Survey Name   | IAU Name   | RA (J2000)   | Dec (J2000)  | Discovery date | Discovery mag | Current mag date    | Current mag | Classification date | Class     | Redshift | Notes  
--------------|------------|--------------|--------------|----------------|---------------|---------------------|-------------|---------------------|-----------|----------|------ 
 ZTF18aavskep |  SN2018bwr | 15:28:26.164 | +08:48:22.16 |  2018-05-20.25 | 18.94     (r) |       2018-06-04.32 | 16.75   (r) |          2018-06-02 |    SN IIn |    0.046 | 
 ZTF18aaxavsk |  SN2018ccn | 17:38:20.079 | +67:50:57.97 |  2018-05-28.32 | 19.58     (r) |       2018-06-03.45 | 18.68   (r) |          2018-06-02 |     SN Ia |     0.08 | 
 ZTF18aaxdrjn |  SN2018cdt | 12:20:01.666 | +56:09:31.88 |  2018-05-31.18 | 18.44     (r) |       2018-06-03.20 | 17.50   (g) |          2018-06-03 |     SN Ia |    0.034 | (1) 
 ZTF18aavrzxp |  SN2018cdu | 14:21:47.851 | +48:09:59.74 |  2018-05-20.28 | 20.26     (g) |       2018-06-03.29 | 18.54   (r) |          2018-06-05 |     SN Ia |     0.07 | 
 ZTF18aawdpnm |  SN2018byi | 14:15:19.137 | +16:53:31.79 |  2018-05-23.30 | 18.71     (r) |       2018-06-01.30 | 17.37   (r) |          2018-06-05 |     SN Ia |    0.044 | 
 ZTF18aaxcxih |  SN2018cco | 18:59:01.022 | +63:45:18.60 |  2018-05-28.35 | 19.65     (r) |       2018-06-03.45 | 18.76   (r) |          2018-06-05 |     SN Ia |     0.07 | 

Notes: (1) SEDM spectrum ambiguous.
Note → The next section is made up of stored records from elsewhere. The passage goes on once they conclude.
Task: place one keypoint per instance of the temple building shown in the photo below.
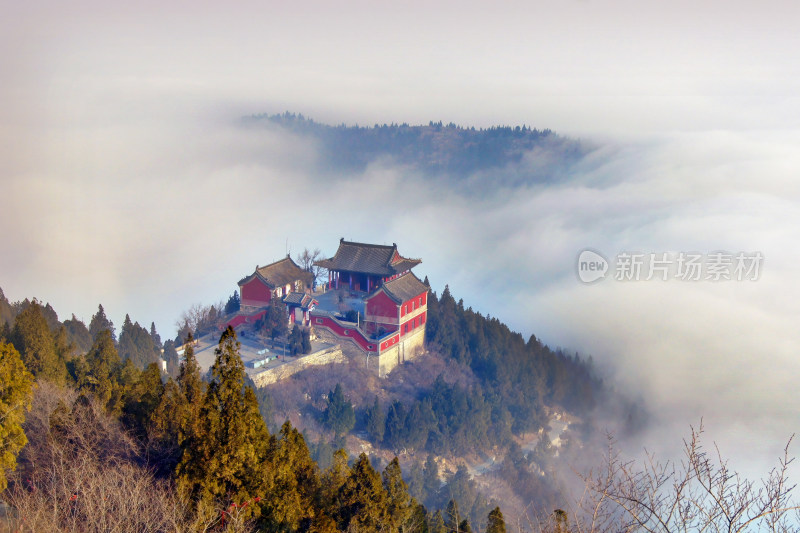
(372, 301)
(275, 280)
(400, 304)
(363, 267)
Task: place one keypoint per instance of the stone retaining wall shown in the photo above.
(323, 357)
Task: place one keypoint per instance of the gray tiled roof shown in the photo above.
(404, 288)
(300, 299)
(280, 273)
(381, 260)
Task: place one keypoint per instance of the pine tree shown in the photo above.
(436, 523)
(104, 367)
(296, 341)
(339, 415)
(363, 500)
(431, 480)
(306, 341)
(332, 481)
(16, 385)
(78, 334)
(226, 457)
(398, 508)
(155, 337)
(376, 421)
(142, 400)
(497, 523)
(452, 517)
(33, 339)
(192, 390)
(293, 482)
(100, 322)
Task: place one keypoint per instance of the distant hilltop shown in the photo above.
(434, 148)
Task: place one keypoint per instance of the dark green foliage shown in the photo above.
(15, 399)
(496, 522)
(437, 149)
(233, 304)
(452, 516)
(296, 341)
(34, 341)
(142, 399)
(293, 482)
(398, 501)
(431, 481)
(136, 344)
(518, 377)
(155, 337)
(436, 523)
(78, 334)
(101, 371)
(306, 341)
(265, 405)
(460, 488)
(100, 322)
(339, 415)
(224, 456)
(363, 499)
(7, 313)
(375, 421)
(170, 355)
(192, 389)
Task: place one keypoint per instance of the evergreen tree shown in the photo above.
(436, 523)
(33, 339)
(293, 482)
(376, 421)
(136, 344)
(16, 385)
(78, 334)
(7, 313)
(233, 305)
(99, 323)
(104, 367)
(363, 500)
(155, 337)
(398, 506)
(452, 517)
(192, 390)
(171, 357)
(497, 523)
(226, 457)
(339, 415)
(142, 400)
(164, 429)
(395, 435)
(296, 341)
(431, 480)
(332, 481)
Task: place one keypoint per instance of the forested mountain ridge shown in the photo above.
(119, 375)
(451, 151)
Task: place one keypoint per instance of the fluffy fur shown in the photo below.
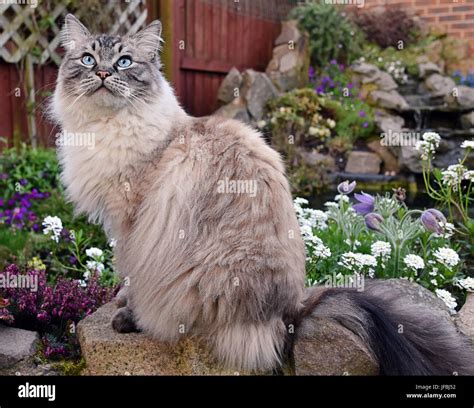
(223, 266)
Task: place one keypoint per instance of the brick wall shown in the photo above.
(455, 17)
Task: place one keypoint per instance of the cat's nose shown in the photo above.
(103, 74)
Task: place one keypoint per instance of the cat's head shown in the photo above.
(109, 71)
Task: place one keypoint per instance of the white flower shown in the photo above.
(321, 251)
(447, 298)
(342, 197)
(447, 257)
(53, 225)
(469, 175)
(414, 262)
(381, 249)
(94, 253)
(466, 283)
(94, 266)
(358, 262)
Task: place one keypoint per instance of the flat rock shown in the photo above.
(467, 120)
(324, 347)
(465, 318)
(16, 345)
(257, 90)
(390, 162)
(363, 163)
(237, 109)
(439, 85)
(107, 352)
(428, 68)
(231, 83)
(389, 100)
(289, 32)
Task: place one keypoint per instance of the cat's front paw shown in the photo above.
(123, 321)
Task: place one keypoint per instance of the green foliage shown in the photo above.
(332, 35)
(39, 167)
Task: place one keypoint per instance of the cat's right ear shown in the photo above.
(73, 33)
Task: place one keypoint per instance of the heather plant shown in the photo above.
(53, 309)
(379, 237)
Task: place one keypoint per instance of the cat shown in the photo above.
(201, 260)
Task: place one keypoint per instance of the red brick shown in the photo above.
(450, 17)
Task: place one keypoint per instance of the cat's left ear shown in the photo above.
(149, 39)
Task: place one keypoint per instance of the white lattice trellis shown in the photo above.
(21, 34)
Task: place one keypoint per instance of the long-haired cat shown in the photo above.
(201, 209)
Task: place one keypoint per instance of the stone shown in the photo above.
(363, 163)
(257, 90)
(237, 109)
(461, 96)
(439, 85)
(390, 162)
(365, 69)
(231, 82)
(16, 345)
(467, 120)
(389, 100)
(410, 159)
(389, 123)
(289, 32)
(428, 68)
(316, 159)
(289, 66)
(325, 347)
(465, 318)
(107, 352)
(383, 80)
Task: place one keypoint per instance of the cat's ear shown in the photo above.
(149, 39)
(73, 33)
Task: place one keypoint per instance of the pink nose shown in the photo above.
(102, 74)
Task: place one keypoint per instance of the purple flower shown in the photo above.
(373, 221)
(432, 220)
(346, 188)
(365, 205)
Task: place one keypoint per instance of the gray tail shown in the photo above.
(405, 338)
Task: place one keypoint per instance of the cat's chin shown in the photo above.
(103, 97)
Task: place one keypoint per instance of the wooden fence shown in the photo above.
(204, 39)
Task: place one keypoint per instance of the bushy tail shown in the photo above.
(404, 337)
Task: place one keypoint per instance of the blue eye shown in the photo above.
(124, 62)
(88, 60)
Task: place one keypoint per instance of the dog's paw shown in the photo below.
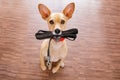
(62, 64)
(54, 70)
(43, 68)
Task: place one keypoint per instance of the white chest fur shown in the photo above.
(57, 51)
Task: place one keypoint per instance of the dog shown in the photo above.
(56, 23)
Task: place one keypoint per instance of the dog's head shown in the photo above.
(56, 21)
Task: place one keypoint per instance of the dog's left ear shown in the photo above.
(69, 9)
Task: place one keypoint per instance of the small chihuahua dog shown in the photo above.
(56, 23)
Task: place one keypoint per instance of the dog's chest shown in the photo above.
(57, 52)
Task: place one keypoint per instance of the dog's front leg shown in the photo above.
(42, 62)
(56, 68)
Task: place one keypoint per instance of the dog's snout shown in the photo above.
(57, 31)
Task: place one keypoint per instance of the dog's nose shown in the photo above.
(57, 31)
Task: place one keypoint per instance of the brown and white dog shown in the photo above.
(56, 23)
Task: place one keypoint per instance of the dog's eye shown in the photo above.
(51, 22)
(62, 22)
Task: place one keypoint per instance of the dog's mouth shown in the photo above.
(57, 35)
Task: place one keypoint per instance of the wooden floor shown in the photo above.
(95, 55)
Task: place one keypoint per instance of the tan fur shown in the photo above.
(58, 50)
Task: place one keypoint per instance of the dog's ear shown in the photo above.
(69, 9)
(44, 11)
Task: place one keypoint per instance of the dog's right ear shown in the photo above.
(44, 11)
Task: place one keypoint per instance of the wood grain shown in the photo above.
(95, 55)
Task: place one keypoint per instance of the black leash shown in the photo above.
(68, 34)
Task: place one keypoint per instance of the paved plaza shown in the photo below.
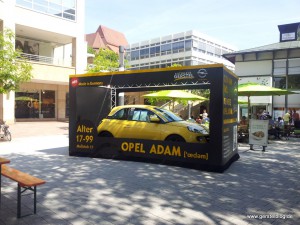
(259, 188)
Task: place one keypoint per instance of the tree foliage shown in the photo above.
(14, 69)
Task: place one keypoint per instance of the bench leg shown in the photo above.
(19, 201)
(34, 194)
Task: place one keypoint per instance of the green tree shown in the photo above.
(91, 50)
(14, 69)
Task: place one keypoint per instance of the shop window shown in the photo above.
(280, 82)
(48, 104)
(26, 105)
(294, 82)
(67, 106)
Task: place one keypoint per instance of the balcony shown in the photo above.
(48, 60)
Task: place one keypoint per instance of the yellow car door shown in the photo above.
(139, 126)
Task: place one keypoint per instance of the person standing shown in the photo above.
(286, 118)
(295, 116)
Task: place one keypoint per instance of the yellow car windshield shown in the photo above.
(168, 115)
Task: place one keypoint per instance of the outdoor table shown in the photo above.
(2, 161)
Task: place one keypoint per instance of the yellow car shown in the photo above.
(150, 123)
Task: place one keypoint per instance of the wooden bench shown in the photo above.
(25, 182)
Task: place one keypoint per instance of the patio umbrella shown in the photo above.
(175, 95)
(255, 89)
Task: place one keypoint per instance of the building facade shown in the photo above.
(106, 38)
(51, 36)
(186, 48)
(276, 65)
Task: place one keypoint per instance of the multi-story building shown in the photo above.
(51, 37)
(186, 48)
(276, 65)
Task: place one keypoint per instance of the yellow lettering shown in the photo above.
(124, 146)
(153, 149)
(176, 151)
(79, 129)
(167, 150)
(131, 146)
(160, 149)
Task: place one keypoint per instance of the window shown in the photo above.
(144, 53)
(166, 47)
(279, 67)
(135, 55)
(178, 45)
(155, 51)
(280, 82)
(294, 82)
(188, 45)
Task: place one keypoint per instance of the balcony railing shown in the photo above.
(47, 60)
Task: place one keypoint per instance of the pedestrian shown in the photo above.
(295, 116)
(286, 118)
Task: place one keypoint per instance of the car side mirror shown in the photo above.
(154, 119)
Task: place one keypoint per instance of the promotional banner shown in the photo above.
(99, 127)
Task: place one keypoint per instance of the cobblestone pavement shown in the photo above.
(259, 188)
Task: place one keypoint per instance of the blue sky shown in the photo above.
(241, 23)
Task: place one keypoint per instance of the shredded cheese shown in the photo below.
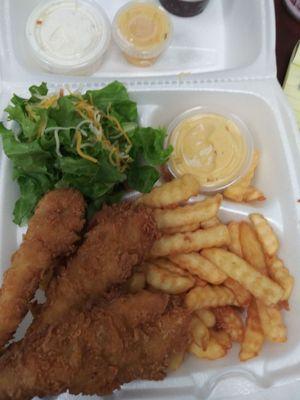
(80, 152)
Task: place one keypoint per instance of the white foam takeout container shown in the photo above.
(223, 58)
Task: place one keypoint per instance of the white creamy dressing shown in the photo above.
(67, 32)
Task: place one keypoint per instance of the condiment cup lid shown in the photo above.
(128, 47)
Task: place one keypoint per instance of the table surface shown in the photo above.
(287, 35)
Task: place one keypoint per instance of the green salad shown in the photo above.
(91, 142)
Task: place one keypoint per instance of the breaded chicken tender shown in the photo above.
(96, 350)
(53, 232)
(120, 237)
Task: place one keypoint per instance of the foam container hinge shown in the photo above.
(243, 82)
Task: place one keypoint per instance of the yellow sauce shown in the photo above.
(209, 146)
(145, 27)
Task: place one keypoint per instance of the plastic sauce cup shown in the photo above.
(214, 145)
(68, 36)
(142, 30)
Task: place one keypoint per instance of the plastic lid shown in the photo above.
(142, 29)
(68, 36)
(236, 123)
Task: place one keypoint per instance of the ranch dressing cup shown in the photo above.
(142, 30)
(68, 36)
(217, 148)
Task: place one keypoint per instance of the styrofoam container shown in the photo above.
(220, 42)
(220, 74)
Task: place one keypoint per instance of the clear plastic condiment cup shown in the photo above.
(140, 29)
(243, 129)
(68, 36)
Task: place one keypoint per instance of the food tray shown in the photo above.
(240, 82)
(214, 42)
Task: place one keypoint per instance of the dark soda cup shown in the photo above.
(184, 8)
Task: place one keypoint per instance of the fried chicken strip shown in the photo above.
(119, 239)
(95, 351)
(52, 232)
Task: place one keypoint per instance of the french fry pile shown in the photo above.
(229, 274)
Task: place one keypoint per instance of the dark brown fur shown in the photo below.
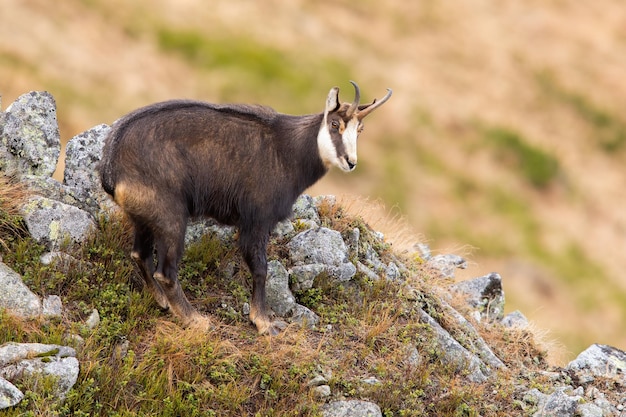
(242, 165)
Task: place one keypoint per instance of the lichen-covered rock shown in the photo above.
(26, 362)
(447, 264)
(304, 316)
(51, 222)
(600, 361)
(485, 295)
(15, 296)
(515, 319)
(279, 296)
(29, 135)
(325, 247)
(318, 246)
(304, 208)
(303, 276)
(82, 155)
(52, 306)
(9, 394)
(351, 408)
(453, 353)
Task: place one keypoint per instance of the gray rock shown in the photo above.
(25, 362)
(447, 264)
(589, 410)
(303, 276)
(15, 296)
(471, 339)
(93, 320)
(343, 272)
(9, 394)
(318, 246)
(64, 369)
(392, 272)
(351, 408)
(558, 404)
(484, 294)
(423, 250)
(52, 306)
(602, 361)
(14, 352)
(51, 222)
(321, 391)
(29, 138)
(304, 208)
(279, 296)
(453, 353)
(322, 246)
(515, 320)
(353, 242)
(362, 268)
(82, 155)
(304, 316)
(282, 229)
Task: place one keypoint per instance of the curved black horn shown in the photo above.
(374, 105)
(357, 98)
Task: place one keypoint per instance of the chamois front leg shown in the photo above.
(170, 247)
(254, 249)
(142, 253)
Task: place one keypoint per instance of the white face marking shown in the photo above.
(327, 149)
(350, 135)
(325, 146)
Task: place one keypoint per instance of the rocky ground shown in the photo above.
(58, 214)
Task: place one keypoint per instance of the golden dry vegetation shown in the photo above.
(505, 138)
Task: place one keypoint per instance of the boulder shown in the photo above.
(27, 362)
(29, 135)
(485, 295)
(279, 296)
(51, 222)
(9, 394)
(322, 246)
(82, 155)
(446, 264)
(600, 361)
(351, 408)
(15, 296)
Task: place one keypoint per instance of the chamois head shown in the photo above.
(341, 127)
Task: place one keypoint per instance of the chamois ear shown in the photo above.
(332, 101)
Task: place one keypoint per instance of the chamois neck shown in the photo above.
(300, 149)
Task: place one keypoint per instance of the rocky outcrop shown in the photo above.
(64, 212)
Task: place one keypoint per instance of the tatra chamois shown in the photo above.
(242, 165)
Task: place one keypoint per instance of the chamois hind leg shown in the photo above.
(253, 245)
(142, 253)
(170, 245)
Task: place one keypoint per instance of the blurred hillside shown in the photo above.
(505, 139)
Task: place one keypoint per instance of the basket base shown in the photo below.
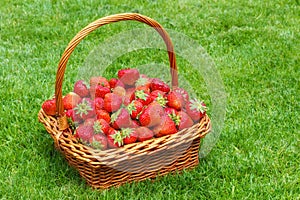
(100, 174)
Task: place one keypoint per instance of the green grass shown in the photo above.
(255, 46)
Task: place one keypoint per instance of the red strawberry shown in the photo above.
(114, 138)
(162, 100)
(94, 82)
(166, 127)
(135, 124)
(196, 109)
(119, 91)
(70, 118)
(71, 100)
(85, 109)
(151, 115)
(49, 107)
(98, 141)
(127, 98)
(128, 76)
(175, 100)
(98, 102)
(112, 102)
(121, 119)
(113, 82)
(142, 96)
(170, 111)
(103, 114)
(134, 108)
(99, 80)
(157, 84)
(81, 88)
(101, 126)
(129, 135)
(185, 120)
(143, 83)
(84, 132)
(70, 114)
(144, 133)
(154, 94)
(101, 91)
(89, 122)
(183, 93)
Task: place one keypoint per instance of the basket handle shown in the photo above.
(91, 27)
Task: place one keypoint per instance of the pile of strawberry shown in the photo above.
(128, 109)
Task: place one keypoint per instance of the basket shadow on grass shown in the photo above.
(58, 170)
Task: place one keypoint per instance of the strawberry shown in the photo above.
(127, 98)
(99, 80)
(85, 109)
(112, 102)
(89, 122)
(129, 135)
(128, 76)
(183, 93)
(142, 96)
(70, 118)
(98, 103)
(154, 94)
(114, 138)
(196, 109)
(101, 126)
(185, 120)
(119, 91)
(157, 84)
(134, 124)
(166, 127)
(113, 82)
(121, 119)
(162, 100)
(143, 83)
(170, 111)
(70, 114)
(71, 100)
(101, 91)
(84, 132)
(98, 141)
(175, 100)
(49, 107)
(103, 114)
(144, 133)
(81, 88)
(151, 115)
(134, 109)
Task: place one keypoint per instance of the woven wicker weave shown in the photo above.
(133, 162)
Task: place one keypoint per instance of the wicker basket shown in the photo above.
(133, 162)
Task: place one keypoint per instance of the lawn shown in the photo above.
(255, 47)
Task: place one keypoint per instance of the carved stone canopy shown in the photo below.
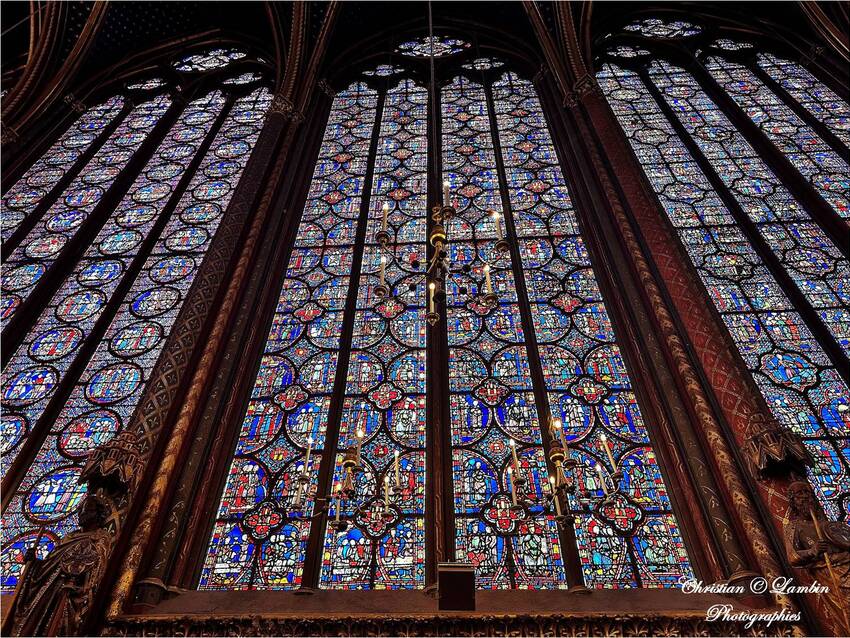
(116, 466)
(775, 451)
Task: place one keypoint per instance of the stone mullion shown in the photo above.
(439, 486)
(740, 403)
(750, 231)
(315, 544)
(566, 532)
(223, 398)
(50, 197)
(800, 188)
(801, 111)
Confirmation from LT/SPRAT.

ZTF is a project led by PI S. R. Kulkarni at Caltech (see ATEL #11266), and includes IPAC; WIS, Israel; OKC, Sweden; JSI/UMd, USA; UW, USA; DESY, Germany; NRC, Taiwan; UW Milwaukee, USA and LANL USA. ZTF acknowledges the generous support of the NSF under AST MSIP Grant No 1440341. Alert filtering is being undertaken by the GROWTH marshal system, supported by NSF PIRE grant 1545949. Classifications were done with SNID (Blondin & Tonry, 2007, ApJ, 666, 1024). Redshifts are derived from the broad SN features (two decimal points), and from narrow SN features or host galaxy lines (three decimal points).